Does k-fold cross-validation for classo, produces a plot, and returns a value for lambda

Usage

cv.classo(
  x,
  y,
  weights = NULL,
  lambda = NULL,
  nfolds = 10,
  foldid = NULL,
  alignment = c("lambda", "fraction"),
  keep = FALSE,
  parallel = FALSE,
  trace.it = 0,
  ...
)

Value

an object of class "cv.classo" is returned, which is a list with the ingredients of the cross-validation fit.

lambda

the values of lambda used in the fits.

cvm

The mean cross-validated error - a vector of length length(lambda).

cvsd

estimate of standard error of cvm.

cvup

upper curve = cvm+cvsd.

cvlo

lower curve = cvm-cvsd.

nzero

number of non-zero coefficients at each lambda.

name

a text string indicating type of measure for plotting purposes).

classo.fit

a fitted classo object for the full data.

lambda.min

value of lambda that gives minimum cvm.

lambda.1se

largest value of lambda such that error is within 1 standard error of the minimum.

fit.preval

if keep=TRUE, this is the array of pre-validated fits. Some entries can be NA, if that and subsequent values of lambda are not reached for that fold

foldid

if keep=TRUE, the fold assignments used

index

a one column matrix with the indices of lambda.min and lambda.1se in the sequence of coefficients, fits etc.

Arguments

x

x matrix as in classo.

y

response y as in classo.

weights

Observation weights; defaults to 1 per observation

lambda

Optional user-supplied lambda sequence; default is NULL, and classo chooses its own sequence. Note that this is done for the full model (master sequence), and separately for each fold. The fits are then aligned using the master sequence (see the alignment argument for additional details).
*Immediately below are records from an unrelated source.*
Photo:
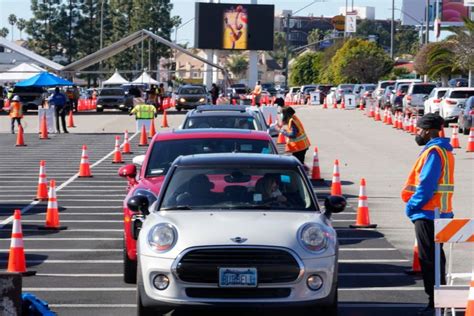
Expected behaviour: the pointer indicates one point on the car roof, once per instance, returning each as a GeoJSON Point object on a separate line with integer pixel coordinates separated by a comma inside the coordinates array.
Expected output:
{"type": "Point", "coordinates": [238, 159]}
{"type": "Point", "coordinates": [211, 133]}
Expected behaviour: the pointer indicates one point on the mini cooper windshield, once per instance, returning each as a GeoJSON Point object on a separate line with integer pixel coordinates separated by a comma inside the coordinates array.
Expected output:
{"type": "Point", "coordinates": [237, 188]}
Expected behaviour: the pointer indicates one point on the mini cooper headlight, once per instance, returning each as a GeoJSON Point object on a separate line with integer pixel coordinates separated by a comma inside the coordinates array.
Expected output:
{"type": "Point", "coordinates": [313, 237]}
{"type": "Point", "coordinates": [162, 237]}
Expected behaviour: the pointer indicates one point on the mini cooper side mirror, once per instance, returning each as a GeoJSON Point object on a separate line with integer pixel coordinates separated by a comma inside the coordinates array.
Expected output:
{"type": "Point", "coordinates": [335, 204]}
{"type": "Point", "coordinates": [138, 203]}
{"type": "Point", "coordinates": [128, 171]}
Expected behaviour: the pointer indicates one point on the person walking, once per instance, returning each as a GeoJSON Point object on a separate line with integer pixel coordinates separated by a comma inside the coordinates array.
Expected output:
{"type": "Point", "coordinates": [59, 100]}
{"type": "Point", "coordinates": [16, 112]}
{"type": "Point", "coordinates": [430, 186]}
{"type": "Point", "coordinates": [214, 93]}
{"type": "Point", "coordinates": [297, 142]}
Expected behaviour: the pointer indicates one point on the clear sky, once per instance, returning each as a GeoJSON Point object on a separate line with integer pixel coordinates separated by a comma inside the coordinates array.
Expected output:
{"type": "Point", "coordinates": [185, 9]}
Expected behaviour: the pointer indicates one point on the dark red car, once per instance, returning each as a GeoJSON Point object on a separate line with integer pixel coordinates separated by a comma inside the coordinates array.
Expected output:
{"type": "Point", "coordinates": [164, 148]}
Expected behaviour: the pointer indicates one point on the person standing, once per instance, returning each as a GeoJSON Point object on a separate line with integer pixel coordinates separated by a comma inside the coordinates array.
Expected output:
{"type": "Point", "coordinates": [214, 93]}
{"type": "Point", "coordinates": [59, 100]}
{"type": "Point", "coordinates": [430, 186]}
{"type": "Point", "coordinates": [257, 93]}
{"type": "Point", "coordinates": [16, 112]}
{"type": "Point", "coordinates": [297, 142]}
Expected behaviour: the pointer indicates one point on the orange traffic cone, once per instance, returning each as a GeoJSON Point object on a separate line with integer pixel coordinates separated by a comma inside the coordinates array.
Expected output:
{"type": "Point", "coordinates": [454, 138]}
{"type": "Point", "coordinates": [42, 190]}
{"type": "Point", "coordinates": [164, 123]}
{"type": "Point", "coordinates": [70, 120]}
{"type": "Point", "coordinates": [143, 139]}
{"type": "Point", "coordinates": [16, 258]}
{"type": "Point", "coordinates": [415, 266]}
{"type": "Point", "coordinates": [52, 212]}
{"type": "Point", "coordinates": [44, 128]}
{"type": "Point", "coordinates": [126, 144]}
{"type": "Point", "coordinates": [117, 153]}
{"type": "Point", "coordinates": [316, 172]}
{"type": "Point", "coordinates": [336, 180]}
{"type": "Point", "coordinates": [84, 167]}
{"type": "Point", "coordinates": [20, 140]}
{"type": "Point", "coordinates": [363, 218]}
{"type": "Point", "coordinates": [152, 129]}
{"type": "Point", "coordinates": [470, 141]}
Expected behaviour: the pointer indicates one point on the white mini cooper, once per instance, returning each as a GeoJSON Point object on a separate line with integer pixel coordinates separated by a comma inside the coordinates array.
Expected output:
{"type": "Point", "coordinates": [236, 229]}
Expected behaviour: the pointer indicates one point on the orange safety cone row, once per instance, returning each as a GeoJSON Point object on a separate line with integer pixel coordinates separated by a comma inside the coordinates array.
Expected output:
{"type": "Point", "coordinates": [42, 190]}
{"type": "Point", "coordinates": [316, 171]}
{"type": "Point", "coordinates": [20, 140]}
{"type": "Point", "coordinates": [143, 138]}
{"type": "Point", "coordinates": [84, 167]}
{"type": "Point", "coordinates": [152, 128]}
{"type": "Point", "coordinates": [164, 123]}
{"type": "Point", "coordinates": [470, 141]}
{"type": "Point", "coordinates": [16, 257]}
{"type": "Point", "coordinates": [415, 266]}
{"type": "Point", "coordinates": [336, 188]}
{"type": "Point", "coordinates": [126, 144]}
{"type": "Point", "coordinates": [44, 128]}
{"type": "Point", "coordinates": [363, 218]}
{"type": "Point", "coordinates": [52, 212]}
{"type": "Point", "coordinates": [117, 152]}
{"type": "Point", "coordinates": [454, 138]}
{"type": "Point", "coordinates": [70, 120]}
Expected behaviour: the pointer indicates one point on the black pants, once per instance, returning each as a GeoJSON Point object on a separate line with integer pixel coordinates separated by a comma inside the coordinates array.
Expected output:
{"type": "Point", "coordinates": [300, 155]}
{"type": "Point", "coordinates": [18, 121]}
{"type": "Point", "coordinates": [61, 112]}
{"type": "Point", "coordinates": [424, 230]}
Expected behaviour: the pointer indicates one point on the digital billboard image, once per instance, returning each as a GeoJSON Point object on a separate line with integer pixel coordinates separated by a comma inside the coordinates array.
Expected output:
{"type": "Point", "coordinates": [229, 26]}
Adapting lambda for each fold leads to better convergence. When lambda is supplied, the same sequence is used everywhere.

nfolds

number of folds - default is 10. Although nfolds can be as large as the sample size (leave-one-out CV), it is not recommended for large dataset. Smallest value allowable is nfolds=3

foldid

an optional vector of values between 1 and nfolds identifying what fold each observation is in. If supplied, nfolds can be missing.

alignment

This is an experimental argument, designed to fix the problems users were having with CV, with possible values "lambda" (the default) else "fraction". With "lambda" the lambda values from the master fit (on all the data) are used to line up the predictions from each of the folds. In some cases this can give strange values, since the effective lambda values in each fold could be quite different. With "fraction" we line up the predictions in each fold according to the fraction of progress along the regularization. If in the call a lambda argument is also provided, alignment="fraction" is ignored (with a warning).

keep

If keep=TRUE, a prevalidated array is returned containing fitted values for each observation and each value of lambda. This means these fits are computed with this observation and the rest of its fold omitted. The foldid vector is also returned. Default is keep=FALSE.

parallel

If TRUE, use parallel foreach to fit each fold. Must register parallel before hand, such as doMC or others. Currently it is unavailable.

trace.it

If trace.it=1, then progress bars are displayed; useful for big models that take a long time to fit. Limited tracing if parallel=TRUE

...

Other arguments that can be passed to classo

Author

Navonil Deb, Younghoon Kim, Sumanta Basu
Maintainer: Younghoon Kim yk748@cornell.edu

Details

The function runs classo nfolds+1 times; the first to get the lambda sequence, and then the remainder to compute the fit with each of the folds omitted. The error is accumulated, and the average error and standard deviation over the folds is computed.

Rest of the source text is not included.